Grossi is charged with theft and misapplication of government property for his alleged role in the unlawful use of employee services, vehicles, tools and equipment for the election campaigns and personal tasks. In two counts related to tampering with or falsifying records, Grossi is charged in connection with alleged involvement in the submission of fraudulent timesheets related to his own hours and the hours of subordinate employees, which allegedly covered up the unlawful work done on campaigns and on personal tasks.
“We allege that Grossi, who was one of the top officials in the Department of Public Works, ordered that employees be unlawfully used for personal and political purposes, all at the taxpayers’ expense,” said Attorney General Chiesa. “Local taxpayers should never be asked to foot the bill for this type of corruption, and we are working hard to eliminate it, in North Bergen and throughout New Jersey.”

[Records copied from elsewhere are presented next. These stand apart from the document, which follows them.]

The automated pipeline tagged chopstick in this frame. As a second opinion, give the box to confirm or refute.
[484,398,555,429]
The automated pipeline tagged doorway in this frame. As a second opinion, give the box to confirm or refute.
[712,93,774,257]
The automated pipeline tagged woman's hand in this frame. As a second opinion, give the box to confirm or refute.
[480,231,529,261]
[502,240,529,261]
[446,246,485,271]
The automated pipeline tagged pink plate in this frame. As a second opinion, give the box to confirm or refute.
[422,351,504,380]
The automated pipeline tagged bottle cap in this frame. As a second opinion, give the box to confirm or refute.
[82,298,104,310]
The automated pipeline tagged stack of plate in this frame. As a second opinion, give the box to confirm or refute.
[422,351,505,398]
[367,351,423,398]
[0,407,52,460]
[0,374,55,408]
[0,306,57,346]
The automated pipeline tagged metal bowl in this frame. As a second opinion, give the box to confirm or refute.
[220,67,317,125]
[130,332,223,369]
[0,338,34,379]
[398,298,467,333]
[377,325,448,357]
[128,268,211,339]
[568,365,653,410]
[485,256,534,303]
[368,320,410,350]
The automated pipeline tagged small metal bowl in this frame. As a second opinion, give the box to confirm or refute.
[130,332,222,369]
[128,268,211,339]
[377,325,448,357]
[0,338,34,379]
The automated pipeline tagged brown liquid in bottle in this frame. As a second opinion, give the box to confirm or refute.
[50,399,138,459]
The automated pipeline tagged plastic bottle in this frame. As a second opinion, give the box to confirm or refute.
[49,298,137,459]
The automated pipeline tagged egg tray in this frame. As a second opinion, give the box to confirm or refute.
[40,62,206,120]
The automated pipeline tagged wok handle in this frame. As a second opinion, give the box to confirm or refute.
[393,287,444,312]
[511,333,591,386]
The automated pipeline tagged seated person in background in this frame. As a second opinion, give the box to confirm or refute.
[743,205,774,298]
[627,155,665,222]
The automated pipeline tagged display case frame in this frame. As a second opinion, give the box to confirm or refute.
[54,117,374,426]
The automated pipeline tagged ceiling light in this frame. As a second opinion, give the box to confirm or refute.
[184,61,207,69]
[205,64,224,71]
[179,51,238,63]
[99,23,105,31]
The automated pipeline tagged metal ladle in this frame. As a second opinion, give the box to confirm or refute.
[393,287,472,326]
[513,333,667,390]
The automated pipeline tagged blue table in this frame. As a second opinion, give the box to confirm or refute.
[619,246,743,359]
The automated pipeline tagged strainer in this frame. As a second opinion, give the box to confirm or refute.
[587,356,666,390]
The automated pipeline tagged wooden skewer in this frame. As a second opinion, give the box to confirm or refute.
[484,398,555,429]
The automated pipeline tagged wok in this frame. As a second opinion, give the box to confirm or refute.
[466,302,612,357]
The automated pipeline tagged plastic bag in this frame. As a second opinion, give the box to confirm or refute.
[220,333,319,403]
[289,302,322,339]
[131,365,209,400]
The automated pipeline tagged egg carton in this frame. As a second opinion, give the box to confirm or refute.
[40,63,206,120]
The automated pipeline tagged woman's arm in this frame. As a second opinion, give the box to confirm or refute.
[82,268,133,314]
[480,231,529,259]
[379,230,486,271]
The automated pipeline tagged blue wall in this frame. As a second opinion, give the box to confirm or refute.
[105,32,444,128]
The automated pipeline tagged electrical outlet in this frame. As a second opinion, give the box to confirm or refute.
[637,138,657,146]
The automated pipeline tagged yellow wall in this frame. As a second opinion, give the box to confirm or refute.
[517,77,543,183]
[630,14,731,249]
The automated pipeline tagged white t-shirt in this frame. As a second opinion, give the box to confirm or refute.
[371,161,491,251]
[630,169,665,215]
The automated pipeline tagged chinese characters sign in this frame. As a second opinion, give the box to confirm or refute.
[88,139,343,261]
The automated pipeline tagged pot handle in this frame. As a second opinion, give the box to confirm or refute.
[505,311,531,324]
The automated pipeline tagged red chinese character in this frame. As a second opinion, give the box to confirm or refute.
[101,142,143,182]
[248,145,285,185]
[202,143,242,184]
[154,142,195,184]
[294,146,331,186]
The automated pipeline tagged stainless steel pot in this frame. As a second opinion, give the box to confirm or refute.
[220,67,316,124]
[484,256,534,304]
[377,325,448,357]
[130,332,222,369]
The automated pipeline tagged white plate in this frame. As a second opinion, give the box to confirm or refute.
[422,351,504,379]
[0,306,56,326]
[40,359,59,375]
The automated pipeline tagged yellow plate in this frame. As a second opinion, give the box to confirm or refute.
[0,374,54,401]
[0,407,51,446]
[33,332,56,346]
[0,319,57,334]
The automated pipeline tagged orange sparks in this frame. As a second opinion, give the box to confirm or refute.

Grossi’s attorney, Samuel Deluca, said he had not seen the indictment and could not comment on the matter yet.
Suspended without pay
Grossi currently receives an annual salary of approximately $133,000 from the township. According to Town Spokesperson Paul Swibinski, Grossi has been suspended without pay in accord with township policy.
The indictment is merely an accusation and the defendant is presumed innocent until proven guilty. The indictment was handed up to Superior Court Judge Mary Jacobson in Mercer County, who assigned it to Bergen County, where Grossi will be ordered to appear for arraignment at a later date.
Response to recent indictment
The township has been trying to recover from the DPW scandal.
“Prior to these allegations, Mr. Grossi had a long and successful career and a reputation as a good manager,” said Town Spokesperson Swibinski last week. “He says that he is innocent and he is entitled to have his day in court. The Public Works Department is being reorganized with new leadership and is continuing to operate in a very efficient and cost-effective manner. We are trying to put the matter behind us.”
Larry Wainstein, who is a frequent critic of Mayor Nicholas Sacco at the commissioners’ meetings, broached the issue at Wednesday’s meeting. Wainstein complained that like Wiley, Grossi will be able to collect his pension.